Julio Scherer García con el Mayo Zambada. / Foto: Proceso.

El libro La terca memoria, como todos los de Julio Scherer, me deja [también] atónito no precisamente por lo que los demás se empeñan en subrayar como una muestra de honradez periodística sino, justamente, por su acaso involuntaria inclinación contraria, ya que exhibe, dado su avasallador poder periodístico (¡al grado de enfadarse, Scherer García, si algún político no lo reconocía!), su irreprimible gana por estar cerca del principado, por no dejar de frecuentar a los empresarios de prestigio, por exigir entrevistas con los inalcanzables de fama mediática o política no permitiendo él, a su vez, el mínimo acercamiento de ningún reportero para no admitir un solo posible cuestionamiento acerca de su comportamiento periodístico. ¿O es que nadie podía de veras interrogarlo sobre su obsesivo deseo de figurar pasando incluso por encima de cualquier persona, pues es sabido que la gente que no compartió con él su retirada de Excélsior la borró de su mapa personal, como el caso de Gastón García Cantú, a quien juzgó, “simplemente”, de traidor? ¿No le pidió Scherer a Miguel Alemán Valdés, en casa de Rómulo O’Farril, que a él y a su esposa los hiciera “importantes”, cumpliendo al momento el ex presidente el pedido del periodista, apartándolos “del bullicio” para conversar en privado “en un pequeño espacio con aire de misterio”?

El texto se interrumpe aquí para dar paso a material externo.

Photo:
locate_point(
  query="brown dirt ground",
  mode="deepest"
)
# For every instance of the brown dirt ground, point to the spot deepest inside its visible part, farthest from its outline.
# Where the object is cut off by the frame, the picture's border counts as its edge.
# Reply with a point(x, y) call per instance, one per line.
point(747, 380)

Su salida de Excélsior (8 de julio de 1976) lo hizo crear Proceso (en noviembre de ese mismo año), de excelente manufactura periodística en sus años iniciales, aquí sí haciendo nacer en serio la búsqueda de una prensa independiente que es el hito del periodista de corazón, aunque ello no derrotara al hombre acostumbrado ya a andar del brazo de algunos prominentes políticos (y también capos de la droga, con los que salía retratado en Proceso para exhibir al mundo su irrefutable poder periodístico, como el caso del Mayo Zambada, de quien recibió, según me ha referido una fuente confiable mas indecible, una inconmensurable cantidad de dinero, asunto incorroborable, ya que, como digo, Scherer García se negaba a hablar de estas cuestiones con sus pares: su frase hay que bajar al Infierno si es necesario para cumplir con el oficio periodístico, luego de su encuentro con el capo Zambada, retumbó en los medios nacionales, si bien yo le completaría habría que bajar al Infierno si es necesario para cumplir con el oficio periodístico, en efecto, siempre y cuando retornare uno retacado de millones de pesos) que lo continuaron consintiendo, como el ex rector de la Universidad Nacional Autónoma de México, Juan Ramón de la Fuente, ¡que cedió a Proceso “un terreno bien cuidado con todo y almohadillas en primera, segunda y tercera bases” para el exquisito divertimento sabatino beisbolero de los periodistas!

Los libros de Scherer García, por último, me incomodan literalmente (y por haberlo dicho en el momento en que salían a la luz fui descatalogado de las páginas de Proceso) porque su autor hace que todos los demás hablen como él habla, telegráficamente, y eso evidentemente crea atmósferas inverídicas en sus crónicas. Y ya que uno no podía acercarse a él para comentar sobre estos actos escriturales, ¿no pudo Vicente Leñero, muy cercano suyo, hacerle ver estos defectos sobresalientes a lo largo de su obra toda, que suma una veintena de libros memoriosos?